Off to Cossack

Off to Cossack

Abbe and I are off to Cossack, WA in the middle of June to conduct a weekend ‘Travel Writing and Photography Course.’  Neither of us has been to Cossack before, though we went to Karratha  a few years back when we on assignment for The Rio Tinto Future Fund. So Cossack will be a new and interesting experience; apparently it’s an artistic community with a number of restored buildings listed by the National Trust. Back in the day it was a thriving centre of the pearl diving industry but its heyday as a small town only lasted for about forty years before, shortly after the turn of last century, the industry moved up the coast to Broome.

But what interests me is the name. Why Cossack? I mean, the place is about a million miles from the steppes of Central Asia, which is where the Cossacks came from.  Well, okay, maybe not a million miles… but certainly about eight thousand.  So how did a small pearl fishing town on the cost of WA come to be named after the much feared Russian light cavalry?

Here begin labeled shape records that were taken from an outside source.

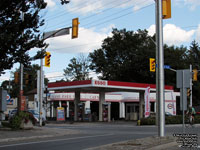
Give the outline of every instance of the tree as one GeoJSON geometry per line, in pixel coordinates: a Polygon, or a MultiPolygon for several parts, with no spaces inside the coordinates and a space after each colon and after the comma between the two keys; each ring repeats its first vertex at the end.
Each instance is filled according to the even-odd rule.
{"type": "MultiPolygon", "coordinates": [[[[37,64],[27,66],[24,68],[24,94],[26,95],[27,92],[37,88],[37,71],[40,69],[40,66],[37,64]]],[[[19,68],[17,68],[14,72],[12,72],[12,80],[10,81],[3,81],[1,84],[1,87],[3,87],[5,90],[8,89],[8,85],[10,84],[12,88],[10,88],[10,95],[11,97],[18,97],[19,95],[19,84],[16,84],[14,82],[14,73],[19,72],[19,68]]],[[[48,79],[44,79],[44,84],[48,84],[48,79]]]]}
{"type": "Polygon", "coordinates": [[[39,30],[44,25],[39,12],[45,7],[44,0],[1,0],[0,75],[17,62],[29,65],[32,59],[44,57],[47,45],[39,30]],[[31,58],[28,53],[31,48],[41,50],[31,58]]]}
{"type": "Polygon", "coordinates": [[[89,80],[89,59],[82,54],[73,57],[64,69],[64,76],[67,81],[89,80]]]}
{"type": "Polygon", "coordinates": [[[112,34],[102,48],[89,54],[91,69],[102,74],[103,80],[155,83],[155,73],[149,71],[149,58],[155,58],[155,37],[146,30],[113,29],[112,34]]]}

Well… it turns out that the town was named after a corvette of the British Royal Navy, HMS Cossack, which had brought the then Governor General of WA, Sir Frederick Aloysius Weld, to the place for a visit. Why they didn’t call the town Frederick or Weld  (I can see why they didn’t think of Aloysius) puzzles me.  But there you have it – that’s why it’s called Cossack. More about the gig there later.